Regardless, federal officials want unvaccinated and vaccinated individuals to return to mask-wearing indoors in those locations deemed by the CDC to have substantial or high coronavirus transmission rates.

The CDC has defined those areas of the country, broken down by individual county, as displaying substantial coronavirus transmission rates if more than 50 cases per 100,000 persons were reported in the previous seven days. Those reporting more than 100 cases per 100,000 persons are deemed to have high transmission rates. On Wednesday, the CDC reported 1,608 of 3,219 U.S. counties fell into the high transmission rate category. Another 537 were listed within the substantial transmission rate category.

A CDC map of county statuses showed high or substantial transmission across most of the U.S. southeast, where vaccination rates trail other parts of the country. But at least some counties reporting significant or high rates of infection appeared to be present in all 50 states. Updated information on local transmission rates and other coronavirus-related data is available online.

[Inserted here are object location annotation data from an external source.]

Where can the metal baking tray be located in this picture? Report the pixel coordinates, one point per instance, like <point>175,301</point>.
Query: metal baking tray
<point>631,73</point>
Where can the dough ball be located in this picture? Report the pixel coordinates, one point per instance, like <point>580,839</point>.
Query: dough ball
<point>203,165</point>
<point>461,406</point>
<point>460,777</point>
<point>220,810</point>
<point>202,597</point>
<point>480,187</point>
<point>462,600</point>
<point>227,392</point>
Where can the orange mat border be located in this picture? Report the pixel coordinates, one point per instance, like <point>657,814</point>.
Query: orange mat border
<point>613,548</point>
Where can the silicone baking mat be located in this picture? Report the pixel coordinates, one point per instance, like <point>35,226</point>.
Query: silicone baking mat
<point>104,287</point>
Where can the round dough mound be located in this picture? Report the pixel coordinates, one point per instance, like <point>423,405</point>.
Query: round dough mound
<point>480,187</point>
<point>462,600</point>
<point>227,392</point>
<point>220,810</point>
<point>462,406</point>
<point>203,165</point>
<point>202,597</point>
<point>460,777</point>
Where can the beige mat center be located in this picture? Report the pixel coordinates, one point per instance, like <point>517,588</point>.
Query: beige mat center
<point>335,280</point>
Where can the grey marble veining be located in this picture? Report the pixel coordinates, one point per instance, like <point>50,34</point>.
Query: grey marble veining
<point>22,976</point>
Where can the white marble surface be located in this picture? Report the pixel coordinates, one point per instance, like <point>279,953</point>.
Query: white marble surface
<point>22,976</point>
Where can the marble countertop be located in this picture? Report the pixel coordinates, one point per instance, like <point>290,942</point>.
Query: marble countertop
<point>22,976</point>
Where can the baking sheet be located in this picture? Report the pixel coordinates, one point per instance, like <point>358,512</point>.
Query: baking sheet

In the Defense Department memorandum announcing the changes on Wednesday, Hicks said military installations and other DOD facilities should post signs at their locations and information on their websites outlining current guidance, including whether fully vaccinated individuals must wear masks indoors in that location “as soon as possible.”

Defense Department personnel who do not comply with current orders regarding face masks could be punished, defense officials have said.

Hicks directed service members and DOD civilian employees to “continue to comply with CDC guidance regarding areas where masks should be worn, including within airports.”

The change comes as federal health officials expressed increasing concerns about the highly transmissible delta variant of the virus spreading throughout the country and increasing hospitalization rates in many areas of the United States.

While CDC officials and Biden have said in recent days that the vast majority of cases, about 90%, have spread among those not vaccinated against the coronavirus, officials have warned they have seen more so-called breakthrough cases of the virus infecting fully vaccinated individuals.

CDC Director Dr. Rochelle Walensky said breakthrough infections remain rare and the “vaccines work just as we thought they would.” However, where health officials once thought vaccinated individuals were unlikely to spread the disease, new data shows they can spread the new variant to others, she said.

“With the delta variant, we can now see in outbreak investigations in these recent weeks … that you can actually now pass it to someone else,” Walensky said Wednesday on CNN. "For every 20 [fully vaccinated] people, one or two of them could get a breakthrough, they may only get mild disease, but we wanted them to know they could bring that mild disease home, they could bring it to others.”

The Department of Veterans Affairs on Monday announced it would require its medical workers to receive coronavirus vaccines. The department, the first federal agency to mandate vaccination for any of its personnel, gave employees until Sept. 20 to be fully vaccinated.

The Associated Press contributed to this report.